Jimmy Clarke, senior associate with HCM Strategists, visited the West Virginia Legislature to discuss the draft of a report about outcome-based funding that stakeholders have been tweaking since August.

Clarke reminded everyone that Senate Bill 436 charged the interim committee with studying outcomes-based funding models along with some public policy objectives and to provide recommendations about how to balance the needs of institutions, relative to a few other factors.

Clarke said West Virginia is good at getting young people to attend college, but the state doesn't do a good job keeping them enrolled or graduating them. He said it's important to look at the complexities of the Mountain State's demographics that might lead to those statistics.

The committee adopted the goal of seeing an additional 20,000 college degrees completed in the state by the year 2018, and the report establishes a framework for a timeline to implement outcomes-based funding.

Clark said stakeholders wanted to keep a distinction between two-year and four-year institutions, and they want to allocate 25 percent of the state's existing higher ed funding to outcome-based funding by Fiscal Year 2019. Clarke said Fiscal Year 2014 could serve as a pilot, and in 2015, the program could start with 5 percent of the state's funding, then build by 5 percent each year until the 25 percent goal is attained. Clark also said an audit function will be included.

Sen.
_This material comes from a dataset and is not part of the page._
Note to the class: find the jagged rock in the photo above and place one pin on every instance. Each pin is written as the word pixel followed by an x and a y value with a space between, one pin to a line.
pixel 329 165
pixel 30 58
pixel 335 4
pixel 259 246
Robert Plymale, D-Wayne, co-chairman of the interim committee, said it was both surprising and nice to see more presidents from the state's four-year institutions at the meeting than he had ever seen at an education meeting.

He also stressed the need for "unfiltered data," without any bias before making a motion that the committee accept the report.

Plymale said the committee will continue to work in its December and January meetings to move the document into draft legislation for the upcoming session.